The penguin colony, established naturally in the early 1970s, has since grown into a seasonal home to some 3,000 mating pairs of Magellanic penguins (Spheniscus magellanicus), who begin to arrive in late September and stay until the early days of April. Year after year, the breeding process goes something like this:
Males are the first to arrive, to either reclaim and prepare their old nests –small burrows, some up to two meters deep– or seek out a better spot to build a new one. By the time the nests are ready, the females arrive and scope out the scene, looking for their mate from previous seasons. Between the end of September and early November, they lay two eggs; hatching begins in the first weeks of December.
The newborns remain in the nests for about a month until they’re strong enough to begin wandering on their own nearby. At this point they’re nearly as big as their parents but clearly stand apart due to their juvenile plumage that blows in the Channel breeze.
By late January, when the juveniles are sixty to seventy days old and have nearly finished molting, the begin to swim for their own food. Once hunting is mastered, they leave the colony. Some will never return while others will come back year after year.
In late March or early April, the rest of the penguins leave to begin their annual northward migration. They feed at sea for more than six months until their return to the island in the spring.
There are also about thirty-five pairs of Gentoo penguins (Pygoscellis papua) on the island but they’re a bit more temperamental in the company of humans –can you blame them?— and are only allowed to be observed from a distance.
We were also pleasantly surprised by the appearance of a King penguin (Aptenodytes patagonica), who makes an occasional visit.
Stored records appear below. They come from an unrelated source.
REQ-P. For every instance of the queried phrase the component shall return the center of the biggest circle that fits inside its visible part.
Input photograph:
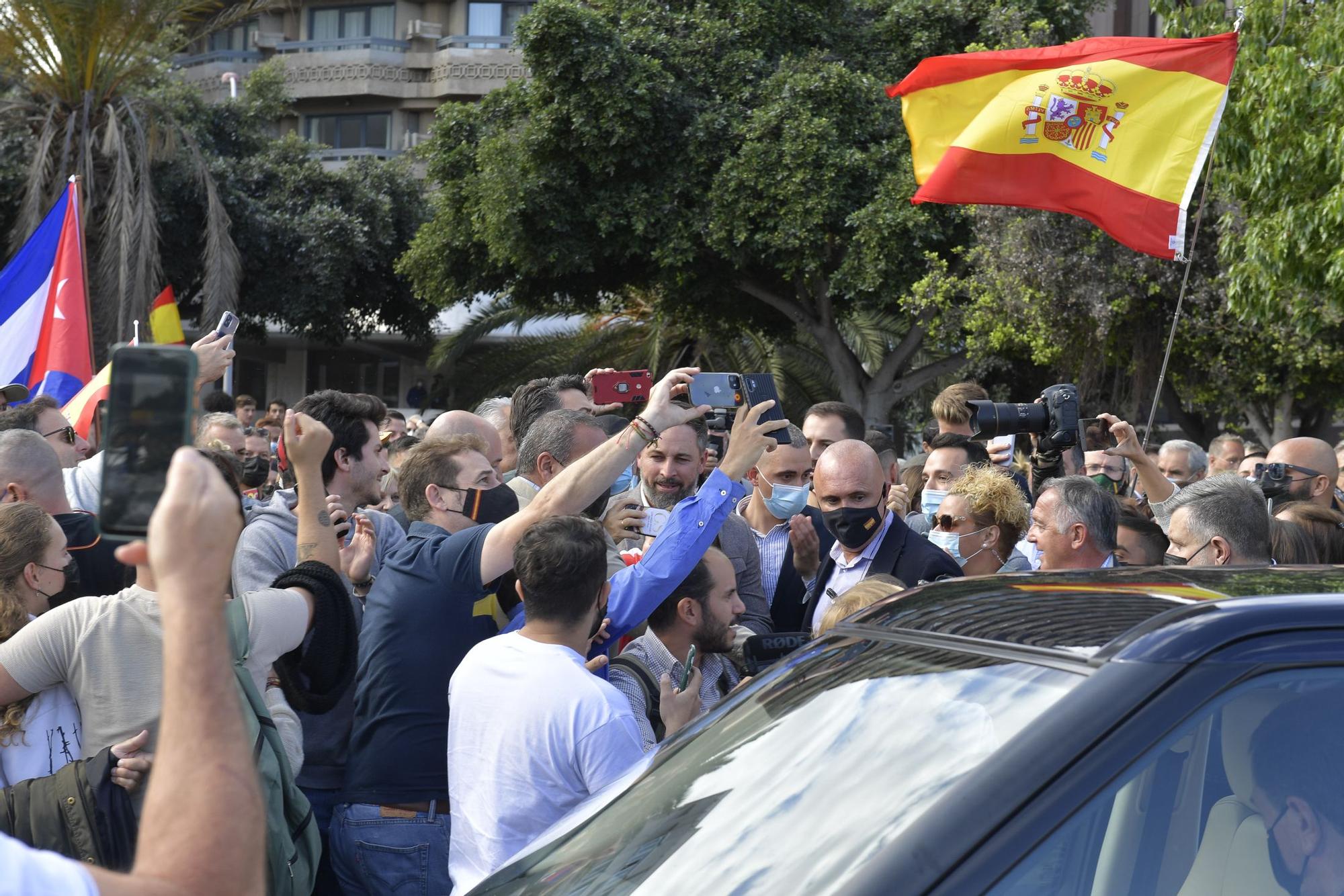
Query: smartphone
(686, 670)
(228, 324)
(150, 417)
(760, 388)
(654, 522)
(627, 388)
(717, 390)
(1095, 435)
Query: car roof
(1089, 616)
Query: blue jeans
(373, 855)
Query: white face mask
(951, 542)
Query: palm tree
(84, 75)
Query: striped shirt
(773, 547)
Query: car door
(1165, 807)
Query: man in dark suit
(790, 535)
(853, 496)
(670, 471)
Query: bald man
(851, 491)
(1312, 469)
(464, 424)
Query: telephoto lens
(991, 420)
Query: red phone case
(627, 388)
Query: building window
(494, 19)
(350, 132)
(241, 37)
(353, 22)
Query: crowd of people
(446, 635)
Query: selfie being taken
(587, 448)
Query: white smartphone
(1001, 444)
(654, 521)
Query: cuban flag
(45, 339)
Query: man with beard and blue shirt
(419, 625)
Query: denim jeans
(373, 855)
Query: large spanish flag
(1111, 130)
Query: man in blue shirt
(419, 624)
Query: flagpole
(84, 261)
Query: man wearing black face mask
(30, 471)
(419, 627)
(1300, 792)
(851, 492)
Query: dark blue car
(1085, 733)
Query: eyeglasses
(1280, 471)
(68, 433)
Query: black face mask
(256, 469)
(487, 506)
(854, 527)
(71, 590)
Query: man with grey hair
(1220, 522)
(498, 412)
(221, 428)
(1075, 525)
(1182, 463)
(30, 471)
(790, 535)
(1226, 453)
(553, 443)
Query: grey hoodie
(267, 549)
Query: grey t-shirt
(110, 654)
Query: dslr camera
(1056, 417)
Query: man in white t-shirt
(532, 733)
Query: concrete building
(366, 77)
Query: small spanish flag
(165, 320)
(1111, 130)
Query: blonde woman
(857, 598)
(980, 521)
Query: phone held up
(627, 388)
(150, 417)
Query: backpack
(294, 846)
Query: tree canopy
(736, 161)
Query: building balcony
(386, 45)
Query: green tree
(85, 75)
(317, 248)
(736, 159)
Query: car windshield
(798, 785)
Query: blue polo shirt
(417, 628)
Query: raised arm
(204, 769)
(584, 480)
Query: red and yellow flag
(1111, 130)
(165, 320)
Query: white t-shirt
(532, 734)
(110, 654)
(49, 741)
(33, 871)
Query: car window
(798, 785)
(1189, 819)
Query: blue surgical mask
(951, 542)
(932, 499)
(623, 483)
(786, 500)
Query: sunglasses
(68, 433)
(1280, 471)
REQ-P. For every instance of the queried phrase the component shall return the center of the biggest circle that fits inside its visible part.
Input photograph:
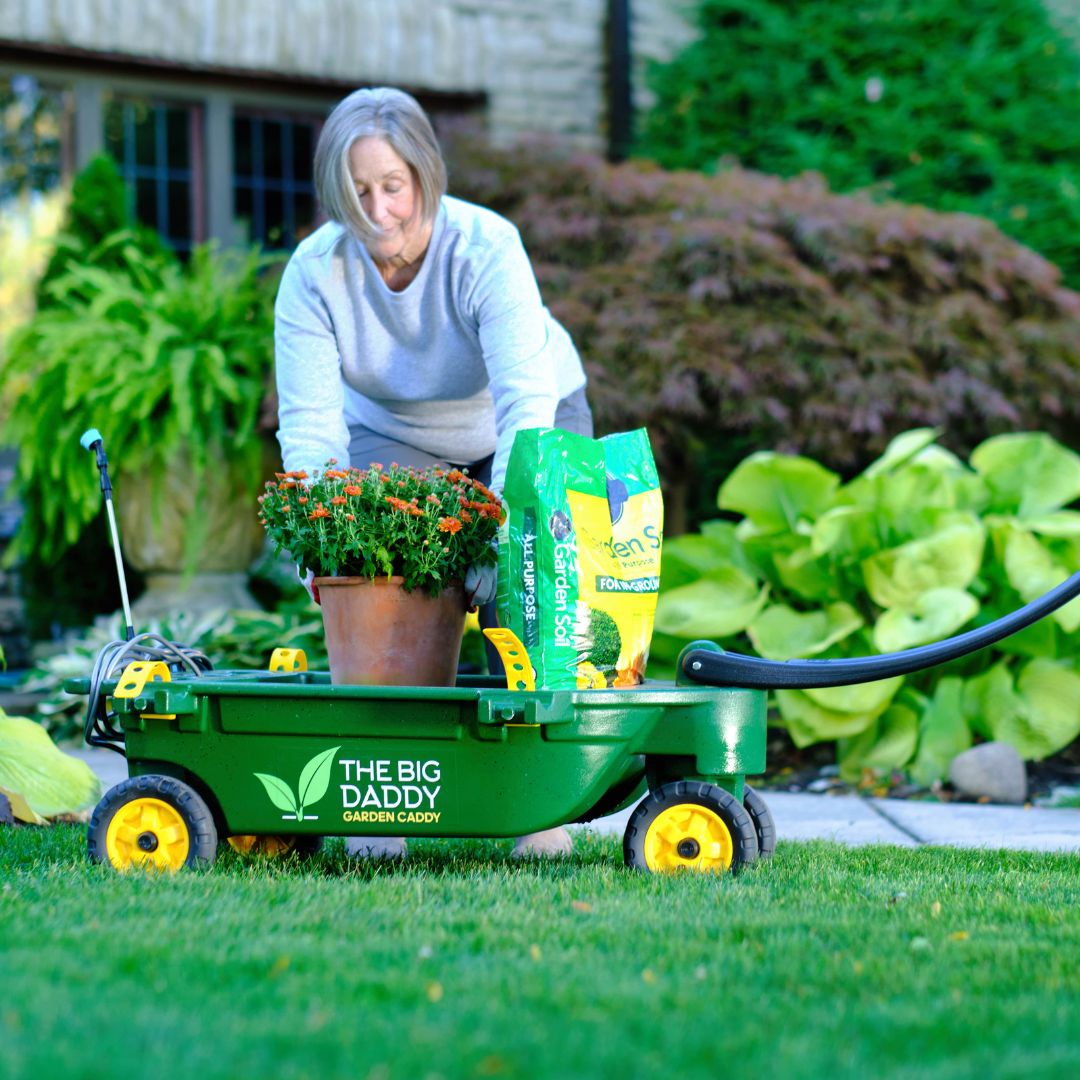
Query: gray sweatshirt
(454, 364)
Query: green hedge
(967, 107)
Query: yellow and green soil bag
(579, 555)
Our guide Anna told us that his presence isn’t advertised since no one is sure if its visit is a temporary one, or if he’s planning to summer on Martillo on a more permanent basis.
As I mentioned in an earlier post, while this colony is growing gradually each year, Magellanic Penguins have been classified as a threatened species, primarily due to oil spills which kill upwards of 20,000 adults and 22,000 juveniles each year. Climate change, which has displaced fish populations thus forcing the penguins to swim considerably farther distances for food, is also a factor. In all, twelve of seventeen penguin species are experiencing rapid population declines.
PiraTours is the only company with a concession to bring visitors to the island. Spots fill quickly, particularly during the (southern hemisphere) summer months. Booking in advance is strongly recommended.
Two departures daily, 10 a.m. and 2 p.m., two groups of 20 people per departure time.
Meet at the Piratours booth at the tourist port in Ushuaia from where you’ll be shuttled, along with a bilingual guide. The trip is roughly ninety minutes one way; the first part of the journey is along Highway 3 east of Ushuaia for about forty kilometers and the last forty are on a secondary gravel road to the Harberton Ranch. The end-of-the-world mountainscapes are stunning. Trip includes a 45-minute bilingual tour of a fish and bird museum at the ranch. Also includes a pair of stops at scenic points.
Cost: Tour (round-trip transport and island visit) 450 ARS (approx 90 USD/67 EUR), plus 60 ARS (12 USD/9 EUR) Harberton Ranch admission. Remember that Argentina’s current high rate of inflation will render these figures almost meaningless within a matter of months, but the USD or EUR figures should remain relatively accurate. Never mind though, it’s worth every peso. Because unlike the penguins, you probably won’t ever be returning.